Gladys Emelie Cunningham was born at the Kingsbury homestead in Igo on December 23, 1898. Her mother, Charlotte Kingsbury Cunningham had been a teacher. Her father, Charles Cunningham was working as an accountant at Iron Mountain Mine when he suffered a heart attack. Her four-year-old brother, Charles went to live with his grandparents, but Gladys and her mother boarded in Anderson where Charlotte resumed teaching.
After her mother was elected County Superintendent of Schools, Gladys graduated from Shasta High in Redding and then San Francisco State Normal School. Her college studies were interrupted several times when her mother called her home to substitute for teachers in an emergency.
Gladys was teaching at Little Pine School when she and Lee were married, October 12, 1921. They soon moved to Cottonwood and Lee joined his father and brother in the family general store. They had two children:
Charlotte Bernard b. 1922 Teacher m. Robert E. Henry
Marjorie Lee b. 1924 m. Col. William G. Williamson
In 1931, Lee left the store and the family moved to Redding when Governor James Rolphe appointed Lee, State Right-of-Way Agent for District 2 of the State Division of Highways. The district extended from the western mountains to Nevada and from Tehama County to the Oregon border. This job entailed an average 1000 miles of travel per week, meeting property owners to hammer out details of contracts for realigning the Hiway around Shasta Lake or straightening sections of the Lassen Loop or just getting the Hiway into Dorris.
The constant separations and other problems caused a divorce in 1937 and Lee had three later marriages (no children). Lee was promoted to the State Office in San Francisco, but unhappy with city life, he eventually came home to work in local Title Offices.
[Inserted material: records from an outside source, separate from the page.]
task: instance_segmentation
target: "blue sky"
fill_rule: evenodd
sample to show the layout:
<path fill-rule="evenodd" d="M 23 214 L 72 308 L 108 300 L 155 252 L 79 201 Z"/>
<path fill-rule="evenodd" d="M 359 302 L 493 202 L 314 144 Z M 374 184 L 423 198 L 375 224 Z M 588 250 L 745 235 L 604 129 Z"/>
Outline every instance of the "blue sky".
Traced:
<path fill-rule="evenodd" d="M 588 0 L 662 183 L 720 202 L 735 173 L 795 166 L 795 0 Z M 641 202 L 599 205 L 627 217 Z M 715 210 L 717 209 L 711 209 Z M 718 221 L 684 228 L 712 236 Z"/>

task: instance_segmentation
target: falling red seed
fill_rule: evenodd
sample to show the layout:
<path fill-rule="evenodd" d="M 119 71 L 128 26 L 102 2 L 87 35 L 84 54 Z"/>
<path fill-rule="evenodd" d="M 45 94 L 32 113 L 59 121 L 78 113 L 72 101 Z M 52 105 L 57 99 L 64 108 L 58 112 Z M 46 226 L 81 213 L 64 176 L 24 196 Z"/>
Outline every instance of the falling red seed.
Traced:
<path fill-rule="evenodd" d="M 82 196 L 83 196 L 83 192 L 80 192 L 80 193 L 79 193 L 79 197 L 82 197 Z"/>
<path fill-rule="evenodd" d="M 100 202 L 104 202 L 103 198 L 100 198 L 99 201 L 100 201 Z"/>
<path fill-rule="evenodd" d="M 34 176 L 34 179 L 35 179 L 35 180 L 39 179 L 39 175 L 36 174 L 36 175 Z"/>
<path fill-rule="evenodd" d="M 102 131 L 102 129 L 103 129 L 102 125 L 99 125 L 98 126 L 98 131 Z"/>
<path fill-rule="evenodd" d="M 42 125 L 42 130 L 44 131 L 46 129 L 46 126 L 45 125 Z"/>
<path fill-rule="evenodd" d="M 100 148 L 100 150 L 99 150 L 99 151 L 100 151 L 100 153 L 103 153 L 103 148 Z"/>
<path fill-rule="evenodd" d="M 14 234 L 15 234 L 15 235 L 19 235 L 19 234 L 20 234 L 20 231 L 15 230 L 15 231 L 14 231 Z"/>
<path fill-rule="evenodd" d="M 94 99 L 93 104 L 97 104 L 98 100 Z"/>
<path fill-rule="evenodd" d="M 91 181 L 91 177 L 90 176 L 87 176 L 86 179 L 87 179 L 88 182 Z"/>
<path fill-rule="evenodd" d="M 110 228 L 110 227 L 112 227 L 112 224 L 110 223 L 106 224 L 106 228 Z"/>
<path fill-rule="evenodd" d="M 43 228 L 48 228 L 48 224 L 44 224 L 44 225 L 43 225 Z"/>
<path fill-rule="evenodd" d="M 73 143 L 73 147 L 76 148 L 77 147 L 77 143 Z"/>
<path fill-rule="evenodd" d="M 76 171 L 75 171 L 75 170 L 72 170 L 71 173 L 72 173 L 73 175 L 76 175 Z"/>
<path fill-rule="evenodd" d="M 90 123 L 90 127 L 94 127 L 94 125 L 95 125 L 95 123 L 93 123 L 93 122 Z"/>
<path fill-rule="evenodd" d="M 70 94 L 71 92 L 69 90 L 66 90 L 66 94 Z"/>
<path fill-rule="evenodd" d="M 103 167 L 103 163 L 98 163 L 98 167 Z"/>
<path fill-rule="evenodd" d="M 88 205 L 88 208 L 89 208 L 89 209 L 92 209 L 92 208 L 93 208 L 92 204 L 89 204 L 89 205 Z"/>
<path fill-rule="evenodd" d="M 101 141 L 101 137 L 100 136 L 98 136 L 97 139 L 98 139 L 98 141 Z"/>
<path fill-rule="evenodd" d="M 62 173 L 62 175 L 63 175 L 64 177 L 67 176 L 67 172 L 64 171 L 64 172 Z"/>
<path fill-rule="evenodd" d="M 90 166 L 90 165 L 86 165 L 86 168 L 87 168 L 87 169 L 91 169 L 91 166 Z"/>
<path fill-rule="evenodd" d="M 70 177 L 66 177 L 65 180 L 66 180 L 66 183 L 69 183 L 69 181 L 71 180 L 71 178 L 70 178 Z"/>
Until his death, March 24, 1971, he felt a sense of achievement on the highways of Northern California.
Gladys returned to teaching--three years at Grant School and the final twenty-two of her thirty years as a teacher at Cypress and Manzanita Schools in Redding.
Her daughters both married but her mother lived with Gladys after the death of her son in the Philippines in WWII. Since she loved children, Gladys truly enjoyed her five grandchildren and the two of her great-grandchildren who were born before her death July 23, 1981.